Routine Chest Scans Advised for IPF Patients as Lung Cancer Risk Evident, Study Says
Lung cancer is more likely in people with idiopathic pulmonary fibrosis (IPF) than the public at large, and these patients should be given regular chest scans for its presence, a study reports.
Routine use of high-resolution computed tomography (HRCT) chest scans is particularly important because lung cancer lowers an IPF patient’s life expectancy, its researchers wrote.
The study, “A nationwide population-based study of incidence and mortality of lung cancer in idiopathic pulmonary fibrosis,” was published in the journal Nature Scientific Reports.
Lung tissue in IPF patients is progressively scarred, making it hard for these people to breathe. Previous epidemiological studies have considered IPF to an independent risk factor for the development of lung cancer, with previous studies reporting that risk to be eight times higher than the general population after adjusting for smoking habits.
Yet, current clinical guidelines do not recommend that these patients be routinely screened for the presence of lung cancer.
“In the absence of an official recommendation for LC [lung cancer] screening in IPF, a large number of IPF patients are diagnosed with advanced LC at the time of hospital visit due to symptom development over several years,” the investigators wrote.
To generate evidence that would support the such guidelines, researchers in South Korea assessed the incidence and survival rates of lung cancer among people diagnosed with IPF.
The team used the National Health Insurance Service (NHIS), an health insurance database that contains information from around 50 million people, ages 40 and older living in South Korea between 2011 and 2016, to identify IPF patients and the incidence of lung cancer among them.
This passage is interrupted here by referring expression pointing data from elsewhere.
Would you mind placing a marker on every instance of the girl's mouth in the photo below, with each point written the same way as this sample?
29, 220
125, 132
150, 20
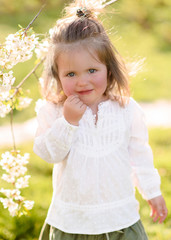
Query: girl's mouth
85, 92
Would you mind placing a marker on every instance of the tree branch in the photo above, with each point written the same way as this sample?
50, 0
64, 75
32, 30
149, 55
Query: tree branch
34, 19
26, 77
12, 129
A total of 7,277 newly diagnosed IPF patients were in the researchers’ analyses, with their study covering the five years from 2012 through 2016. Most were men (72.8%) with a mean age of 71.5, living in rural areas of the country (55.2%).
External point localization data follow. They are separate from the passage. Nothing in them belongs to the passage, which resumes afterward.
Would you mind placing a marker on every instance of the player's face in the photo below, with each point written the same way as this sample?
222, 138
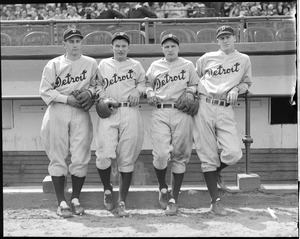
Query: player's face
170, 50
120, 49
73, 46
226, 42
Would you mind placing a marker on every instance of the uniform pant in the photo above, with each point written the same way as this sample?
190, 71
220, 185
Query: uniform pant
120, 137
65, 128
215, 128
171, 137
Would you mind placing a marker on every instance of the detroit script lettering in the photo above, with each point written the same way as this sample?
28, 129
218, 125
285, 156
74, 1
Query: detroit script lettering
220, 70
69, 79
167, 78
Of this IPF group, 464 (6.4%) patients were diagnosed with lung cancer over these years. More than half (54.7%) of them were diagnosed with IPF before lung cancer was found.
IPF incidence increased throughout the study, rising from 2.5 cases per 100,000 people in 2012 to 3.8 cases per 100,000 people in 2016. The number of IPF patients diagnosed with lung cancer also increased over this period, from 32 cases in 2012 to 118 in 2016.
Likewise, lung cancer’s incidence among IPF patients initially without cancer rose from 1.7% at one year following their IPF diagnosis to 7.0% at year five. The time interval between these patients’ IPF and cancer diagnosis ranged from 8.2 to 28.8 months (a median of 16.3 months).
Statistical analyses confirmed that the survival rates of IPF patients with lung cancer were lower that those of IPF patients without cancer after one year — 65.5% vs. 78.5%, respectively. The same was true at two years — 44.2% in those with cancer and 67.8% for those without cancer.
“The 5-year survival rate was 15.6% in the IPF with LC group, which was significantly lower than that in the IPF without LC group,” the researchers wrote.
Additional analyses also identified the presence of lung cancer and patients’ age at the time of IPF diagnosis as two independent risk factors for mortality.
Based on the findings, investigators “concluded that IPF increases LC risk, and LC weakens survival outcomes in IPF.”
These data, they added, “suggest the need for close HRCT surveillance for LC in all IPF patients.”